Understand the overall timeline to manage expectations

Based on the customer survey of RPA provider,UiPath, an RPA deployment typically takes 1-2 months including time required to configure, test, and launch automations into production. However complexity of the process, team size and level of automation will all impact project duration. Our recommendation would be to start with modest aims.

Plan implementation – Our roadmap based on best practice implementations

Any complex process can be broken down to simple steps and an RPA implementation is no different. Though you may need to coordinate both company and vendor resources to achieve RPA automation, knowing the necessary steps makes implementation easy:

  1. Select impactful yet easy to automate processes
    •  To maximize impact of RPA, identify impactful processes. These processes tend to be
      • Impacting both cost and revenues
      • High volume
      • With low fault tolerance
      • Error prone
      • Speed-sensitive
      • Requiring irregular labor
      • Distributed processes that require coordinated efforts of multiple departments
    • Select processes that can be easily automated with RPA. Such processes tend to be
      • Rules based
      • Company-specific
      • Not on the roadmap for new systems
  2. Convince the organization: Even in automation, it’s really about the people.
    • Get management buy-in
    • Establish governance structure
    • Get team buy-in
  3. Implement the solution
    • Choose your RPA tool
    • Decide whether to outsource RPA development to an implementation partner
    • Choose your partners. This includes the RPA technology provider but can also include a consulting or BPO company if your internal resources can not dedicate the time necessary to automate the process
    • Run a pilot:
      • Configure the RPA bot
      • Test RPA bot
      • Run a live pilot
      • Evaluate pilot results
    • Go live
      • Design the new, bot driven process
      • Clarify roles and responsibilities
      • Go live
      • Analyze results

Choose the right type of RPA tool

There are 3 major types of RPA tools:

  • Programmable RPA bots: Programmers need to understand and code a set of rules governing how the RPA bot will function
  • Self-learning solutions:  Using historical (when available) and current data, these tools monitor hours of employee activity to understand the tasks completed and to start completing them after they have reached enough confidence to complete the process
  • Cognitive/intelligent automation: Cognitive automation solutions (also called smart or intelligent automation) self learn and deal with both structured and unstructured data.

From the descriptions, it is obvious that cognitive/intelligent automation solutions are the most attractive ones. However, we have seen cases where programmable bots were recommended by RPA resellers rather than cognitive automation solutions.

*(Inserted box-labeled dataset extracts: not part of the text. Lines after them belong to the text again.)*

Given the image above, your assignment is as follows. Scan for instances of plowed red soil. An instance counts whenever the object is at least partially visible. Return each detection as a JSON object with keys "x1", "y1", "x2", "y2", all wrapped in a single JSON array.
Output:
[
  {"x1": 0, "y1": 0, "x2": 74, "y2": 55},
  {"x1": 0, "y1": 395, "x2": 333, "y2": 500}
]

One complication in the RPA landscape is that most companies purchase RPA solutions from re-sellers rather than the companies building the technology. Resellers allowed vendors like Blue Prism and WorkFusion to have quick access to a global customer base. Professional services companies like Deloitte, technology consultants like Accenture, Business Process Outsourcing (BPO) providers like Genpact have existing relationships with a large number of customers in various industries. They used these relationships to sell RPA solutions. And depending on the revenue model, resellers can be incentivized to increase their billable hours and recommend programmable solutions rather than cognitive automation.